Kahn was a sergeant in the US Army Air Force during WWII, Zysman said, and acted as an engineer and co-pilot, keeping war planes fueled. He received two Bronze Battle Stars for his service in WWII, his grandson said. After the war, he worked as an electrical foreman to help build the World Trade Center, Zysman said. In Long Island, Kahn lived on his own and walked one to two miles a day, Zysman said.
He was very aware of what was happening with coronavirus since he watched the news all the time, and in the last days before his death on April 17, Kahn experienced coughing and respiratory symptoms of the virus, his grandson said.
Kahn knew that there was a possibility that he could have contracted the coronavirus.
“He talked about his brother a lot in the last few days,” Zysman said. The 100-year-old veteran received a coronavirus test, but his family did not get the results until after Kahn passed away.
“He had always wanted a large military funeral, but we weren’t able to provide that to him,” Zysman said.
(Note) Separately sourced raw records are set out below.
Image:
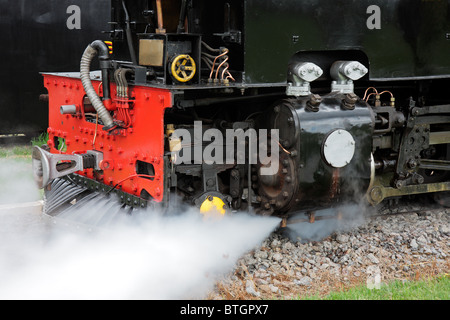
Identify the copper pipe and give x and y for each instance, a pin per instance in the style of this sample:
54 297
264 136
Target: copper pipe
160 18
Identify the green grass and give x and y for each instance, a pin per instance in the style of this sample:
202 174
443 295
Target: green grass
429 289
21 151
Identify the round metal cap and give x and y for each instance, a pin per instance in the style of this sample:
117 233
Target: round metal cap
338 148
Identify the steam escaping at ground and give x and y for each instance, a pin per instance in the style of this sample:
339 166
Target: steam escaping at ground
351 216
146 256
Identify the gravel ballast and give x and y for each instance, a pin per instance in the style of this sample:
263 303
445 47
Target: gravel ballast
374 252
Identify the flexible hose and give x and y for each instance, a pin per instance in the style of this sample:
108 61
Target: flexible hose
85 64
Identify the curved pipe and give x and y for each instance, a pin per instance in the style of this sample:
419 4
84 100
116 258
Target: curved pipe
100 48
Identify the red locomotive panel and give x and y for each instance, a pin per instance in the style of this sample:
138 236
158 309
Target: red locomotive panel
141 142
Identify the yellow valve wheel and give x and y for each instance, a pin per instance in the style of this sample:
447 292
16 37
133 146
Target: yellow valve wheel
183 68
213 207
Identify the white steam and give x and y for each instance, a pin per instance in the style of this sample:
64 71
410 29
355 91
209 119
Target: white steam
148 257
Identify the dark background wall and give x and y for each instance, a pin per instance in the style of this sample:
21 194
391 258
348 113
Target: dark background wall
34 38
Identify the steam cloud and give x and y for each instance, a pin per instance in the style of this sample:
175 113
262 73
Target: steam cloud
145 256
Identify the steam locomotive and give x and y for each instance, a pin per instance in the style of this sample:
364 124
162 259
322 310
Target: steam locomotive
354 94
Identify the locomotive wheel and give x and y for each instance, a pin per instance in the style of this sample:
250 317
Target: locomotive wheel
183 68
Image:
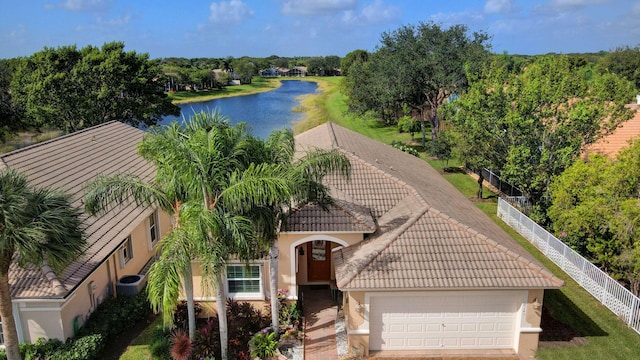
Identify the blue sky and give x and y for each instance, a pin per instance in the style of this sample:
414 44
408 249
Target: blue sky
259 28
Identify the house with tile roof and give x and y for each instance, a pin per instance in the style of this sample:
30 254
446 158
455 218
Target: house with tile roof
611 144
121 242
420 267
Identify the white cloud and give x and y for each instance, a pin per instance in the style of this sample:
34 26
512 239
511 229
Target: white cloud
499 6
229 12
87 5
557 6
316 7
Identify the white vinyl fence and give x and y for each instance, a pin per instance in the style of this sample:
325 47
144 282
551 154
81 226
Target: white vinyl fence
608 291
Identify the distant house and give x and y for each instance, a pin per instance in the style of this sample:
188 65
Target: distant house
121 243
419 266
611 144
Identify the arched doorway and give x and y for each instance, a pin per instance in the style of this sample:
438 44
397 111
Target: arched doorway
312 263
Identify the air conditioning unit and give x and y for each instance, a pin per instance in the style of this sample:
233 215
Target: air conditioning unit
130 285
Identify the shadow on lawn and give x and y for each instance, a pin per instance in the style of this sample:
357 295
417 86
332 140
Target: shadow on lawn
563 320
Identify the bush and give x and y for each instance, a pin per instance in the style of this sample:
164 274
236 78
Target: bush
83 348
404 148
264 344
115 315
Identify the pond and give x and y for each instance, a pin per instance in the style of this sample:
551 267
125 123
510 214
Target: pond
264 112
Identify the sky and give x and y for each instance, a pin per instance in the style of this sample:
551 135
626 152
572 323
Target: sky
260 28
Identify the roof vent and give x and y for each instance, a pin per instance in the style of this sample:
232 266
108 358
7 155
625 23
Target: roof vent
130 285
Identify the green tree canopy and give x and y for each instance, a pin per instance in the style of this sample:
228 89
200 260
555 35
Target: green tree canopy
537 123
421 66
596 210
72 89
38 226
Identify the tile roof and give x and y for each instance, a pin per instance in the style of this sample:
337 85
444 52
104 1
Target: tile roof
67 163
341 217
611 144
429 235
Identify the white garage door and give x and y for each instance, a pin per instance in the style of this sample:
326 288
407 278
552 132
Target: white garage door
444 320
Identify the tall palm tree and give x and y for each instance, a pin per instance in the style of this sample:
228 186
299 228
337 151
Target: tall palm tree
305 174
38 226
205 169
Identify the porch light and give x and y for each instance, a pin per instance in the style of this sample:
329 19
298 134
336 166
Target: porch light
536 304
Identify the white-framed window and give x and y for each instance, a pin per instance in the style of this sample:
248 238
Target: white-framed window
244 281
126 252
153 229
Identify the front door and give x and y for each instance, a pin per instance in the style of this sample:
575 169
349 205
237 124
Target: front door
319 260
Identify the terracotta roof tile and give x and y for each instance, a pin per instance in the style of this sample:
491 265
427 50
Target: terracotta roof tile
610 145
67 163
429 235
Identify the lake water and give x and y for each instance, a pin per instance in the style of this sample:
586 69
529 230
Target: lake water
264 112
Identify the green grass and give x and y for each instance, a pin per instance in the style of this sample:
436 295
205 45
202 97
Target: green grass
607 337
257 85
139 348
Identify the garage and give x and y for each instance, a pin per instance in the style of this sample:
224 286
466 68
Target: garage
444 320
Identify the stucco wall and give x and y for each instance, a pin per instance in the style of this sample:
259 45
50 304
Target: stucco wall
292 266
56 319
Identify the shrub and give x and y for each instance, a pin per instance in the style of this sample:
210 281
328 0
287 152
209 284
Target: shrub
264 344
402 147
83 348
181 346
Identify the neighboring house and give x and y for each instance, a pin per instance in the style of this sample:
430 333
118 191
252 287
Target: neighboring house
611 144
121 243
419 265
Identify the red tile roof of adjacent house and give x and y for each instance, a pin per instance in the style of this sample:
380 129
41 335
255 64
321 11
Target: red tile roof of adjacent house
611 144
67 163
429 236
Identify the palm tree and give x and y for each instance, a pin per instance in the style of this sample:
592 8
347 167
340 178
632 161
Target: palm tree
305 174
38 226
206 175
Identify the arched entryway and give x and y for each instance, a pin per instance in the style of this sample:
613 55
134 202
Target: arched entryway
312 263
The cemetery arranged for two people in the armed forces to perform a military ceremony, and a man whose father was a Marine during WWII played the bugle at Kahn’s funeral from a distance, Kahn’s grandson said.
“He volunteered because the Air Force protected the Marines by providing cover for them and he felt it was a honor to do this for my grandpa,” Zysman said.
Sampson Lester Friedman, Khan’s friend who served with him during WWII in the Army Air Force, attended the funeral and gave a tribute to Kahn, which Zysman recorded on video and provided to CNN.
“[There was] something about him that was very very special,” Friedman said at the funeral. “On our airplane, he was an engineer, and he was the hardest working guy aboard that airplane.”
Over the century that followed his brother’s death, Kahn kept the memory of his brother alive.
“Pretty much every holiday, every event, he would also bring up his brother Samuel,” Zysman said. “It clearly made a hole in his heart that he never got to meet his twin, and that his twin died a few weeks after birth.”